After a few restless pauses for me to take pictures, we were at his classroom door. Other kids and parents were streaming in, and some recognized Simon as new, and said hello. He didn’t respond as he was trying to find a spot to hang his sweater and rush into the classroom. His cubby was labeled and outerwear stowed, and after a bit of wiggling in the hall, Teacher Sam was ready for the kids. Simon ignored him as he pointed out Simon’s paperwork cubby in the class, and headed to the carpet where kids gather to play. I called him back, showed him where he could find his headphones, and sent him off to play again. I gushed and cooed over his little name card by his breakfast plate, and quickly froze, startled, when someone yelled. Simon went running. He ran to the front of the class where Bob and I lingered, turned and headed to the store. Thinking we were going to have a new challenge on our hands of classroom fleeing, I started to call him back, to tell him he can’t leave the classroom. I stopped mid-sentence as he reached onto a shelf and pulled out his headphones. His headphones that work like magic, but that we often have to force him to wear. He put them on by himself, with a little adjusting from Bob, took a few breaths, and rejoined the kids on the carpet. After getting over my shock, it seemed like it was time for us to go. We said goodbye and were ignored as we walked timidly out the class.

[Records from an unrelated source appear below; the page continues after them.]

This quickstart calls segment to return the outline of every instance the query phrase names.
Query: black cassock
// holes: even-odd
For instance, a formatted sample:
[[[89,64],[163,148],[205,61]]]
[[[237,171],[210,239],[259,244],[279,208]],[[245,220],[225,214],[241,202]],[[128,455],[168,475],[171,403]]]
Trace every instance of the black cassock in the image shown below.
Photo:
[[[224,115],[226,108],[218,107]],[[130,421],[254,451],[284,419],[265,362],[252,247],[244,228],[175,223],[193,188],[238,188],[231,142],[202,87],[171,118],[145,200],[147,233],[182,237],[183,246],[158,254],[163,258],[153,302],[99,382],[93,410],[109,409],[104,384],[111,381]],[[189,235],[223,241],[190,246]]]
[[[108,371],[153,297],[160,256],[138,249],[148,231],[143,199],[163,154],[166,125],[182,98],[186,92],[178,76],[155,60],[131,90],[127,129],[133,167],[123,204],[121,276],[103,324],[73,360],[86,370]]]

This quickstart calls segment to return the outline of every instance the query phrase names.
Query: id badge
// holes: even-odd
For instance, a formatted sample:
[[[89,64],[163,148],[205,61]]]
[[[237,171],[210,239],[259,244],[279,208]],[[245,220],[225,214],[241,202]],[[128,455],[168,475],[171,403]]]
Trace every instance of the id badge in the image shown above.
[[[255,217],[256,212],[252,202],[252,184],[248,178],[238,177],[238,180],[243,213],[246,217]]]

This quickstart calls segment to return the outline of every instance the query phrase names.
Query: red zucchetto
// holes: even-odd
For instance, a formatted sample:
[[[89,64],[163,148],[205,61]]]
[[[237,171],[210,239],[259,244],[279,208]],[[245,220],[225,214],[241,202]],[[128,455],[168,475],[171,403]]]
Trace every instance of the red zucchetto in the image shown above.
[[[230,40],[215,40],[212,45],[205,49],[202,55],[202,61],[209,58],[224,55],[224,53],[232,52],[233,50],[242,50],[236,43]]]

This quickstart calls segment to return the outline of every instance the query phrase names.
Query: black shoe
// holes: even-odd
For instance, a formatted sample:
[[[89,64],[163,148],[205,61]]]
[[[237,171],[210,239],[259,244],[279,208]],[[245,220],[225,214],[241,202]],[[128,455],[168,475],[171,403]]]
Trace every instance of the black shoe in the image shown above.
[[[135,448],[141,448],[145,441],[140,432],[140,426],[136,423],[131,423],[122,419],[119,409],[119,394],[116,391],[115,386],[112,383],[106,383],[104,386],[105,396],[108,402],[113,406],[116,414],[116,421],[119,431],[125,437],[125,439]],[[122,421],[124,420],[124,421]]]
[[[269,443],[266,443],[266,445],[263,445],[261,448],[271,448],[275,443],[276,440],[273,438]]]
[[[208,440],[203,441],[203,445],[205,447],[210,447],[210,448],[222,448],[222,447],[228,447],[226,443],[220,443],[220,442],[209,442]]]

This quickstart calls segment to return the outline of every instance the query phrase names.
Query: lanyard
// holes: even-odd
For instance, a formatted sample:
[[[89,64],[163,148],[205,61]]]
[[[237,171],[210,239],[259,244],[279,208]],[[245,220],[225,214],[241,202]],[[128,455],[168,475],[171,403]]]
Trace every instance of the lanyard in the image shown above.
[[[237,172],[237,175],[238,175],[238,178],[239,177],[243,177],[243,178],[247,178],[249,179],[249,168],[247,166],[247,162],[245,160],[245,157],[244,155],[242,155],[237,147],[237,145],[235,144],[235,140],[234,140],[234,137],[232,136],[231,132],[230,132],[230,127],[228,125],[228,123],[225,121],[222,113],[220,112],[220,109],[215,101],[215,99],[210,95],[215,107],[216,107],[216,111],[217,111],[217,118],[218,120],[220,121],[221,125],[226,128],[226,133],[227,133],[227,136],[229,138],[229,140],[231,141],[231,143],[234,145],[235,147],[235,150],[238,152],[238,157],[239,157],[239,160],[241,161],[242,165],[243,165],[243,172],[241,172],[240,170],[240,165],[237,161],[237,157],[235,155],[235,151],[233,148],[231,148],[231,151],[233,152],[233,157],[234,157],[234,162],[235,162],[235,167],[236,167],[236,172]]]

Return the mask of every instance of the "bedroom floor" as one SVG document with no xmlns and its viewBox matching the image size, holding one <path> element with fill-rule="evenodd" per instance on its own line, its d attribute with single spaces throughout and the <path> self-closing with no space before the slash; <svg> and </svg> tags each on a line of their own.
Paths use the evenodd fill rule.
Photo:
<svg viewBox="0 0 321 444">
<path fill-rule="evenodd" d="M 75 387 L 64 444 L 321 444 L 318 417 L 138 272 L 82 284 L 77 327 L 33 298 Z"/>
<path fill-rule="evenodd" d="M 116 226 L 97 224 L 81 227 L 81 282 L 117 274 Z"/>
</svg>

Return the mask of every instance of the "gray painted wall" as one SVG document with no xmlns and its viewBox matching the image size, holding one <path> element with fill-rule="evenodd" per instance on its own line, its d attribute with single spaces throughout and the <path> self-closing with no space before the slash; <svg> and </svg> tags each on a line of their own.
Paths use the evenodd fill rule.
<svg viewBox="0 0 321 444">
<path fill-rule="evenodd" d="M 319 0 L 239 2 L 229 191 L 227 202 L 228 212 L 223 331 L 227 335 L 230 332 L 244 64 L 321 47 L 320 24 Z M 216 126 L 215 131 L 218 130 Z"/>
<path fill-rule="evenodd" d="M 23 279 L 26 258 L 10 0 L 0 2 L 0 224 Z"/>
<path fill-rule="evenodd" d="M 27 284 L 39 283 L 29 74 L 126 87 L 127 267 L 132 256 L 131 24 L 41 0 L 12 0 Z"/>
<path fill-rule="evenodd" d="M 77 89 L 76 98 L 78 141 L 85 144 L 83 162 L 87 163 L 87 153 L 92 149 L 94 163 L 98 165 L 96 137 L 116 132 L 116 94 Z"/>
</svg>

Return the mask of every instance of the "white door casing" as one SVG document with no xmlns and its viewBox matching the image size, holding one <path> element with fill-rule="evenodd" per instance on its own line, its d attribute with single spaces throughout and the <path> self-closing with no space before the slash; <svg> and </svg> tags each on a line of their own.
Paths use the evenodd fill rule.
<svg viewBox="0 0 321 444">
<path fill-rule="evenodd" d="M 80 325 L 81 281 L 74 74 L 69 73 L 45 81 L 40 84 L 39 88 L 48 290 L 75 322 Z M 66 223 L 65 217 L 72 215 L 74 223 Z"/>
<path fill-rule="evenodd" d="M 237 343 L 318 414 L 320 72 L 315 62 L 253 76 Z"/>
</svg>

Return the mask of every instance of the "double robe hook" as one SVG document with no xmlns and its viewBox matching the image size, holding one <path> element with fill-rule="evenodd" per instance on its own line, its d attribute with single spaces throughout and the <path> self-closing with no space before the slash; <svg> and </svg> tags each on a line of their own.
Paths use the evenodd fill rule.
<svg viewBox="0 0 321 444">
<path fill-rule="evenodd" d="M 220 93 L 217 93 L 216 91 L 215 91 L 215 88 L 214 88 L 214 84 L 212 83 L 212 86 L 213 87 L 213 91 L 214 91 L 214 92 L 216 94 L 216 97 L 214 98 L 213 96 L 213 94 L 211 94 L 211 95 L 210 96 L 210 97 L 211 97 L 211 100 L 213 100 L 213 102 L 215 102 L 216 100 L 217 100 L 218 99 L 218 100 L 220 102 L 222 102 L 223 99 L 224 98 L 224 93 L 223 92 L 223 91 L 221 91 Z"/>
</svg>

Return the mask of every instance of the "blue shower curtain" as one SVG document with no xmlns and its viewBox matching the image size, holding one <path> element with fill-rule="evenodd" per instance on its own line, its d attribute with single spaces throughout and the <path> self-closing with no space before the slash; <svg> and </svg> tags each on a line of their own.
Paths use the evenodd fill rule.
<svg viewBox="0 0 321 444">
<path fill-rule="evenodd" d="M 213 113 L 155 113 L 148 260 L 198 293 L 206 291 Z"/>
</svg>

Through evaluations, diagnosis, occupational therapy, social therapy, daily lists, sensory diets, social stories, reminders, good days, bad days, new friends and new places, we had finally arrived. We left our son in a preschool classroom as he successfully used his tools to manage his sensitivities. He had a great first day, and while we know they all won’t go quite this well, we know he’ll succeed and that we can proudly watch our efforts and interventions help our son do well and truly thrive.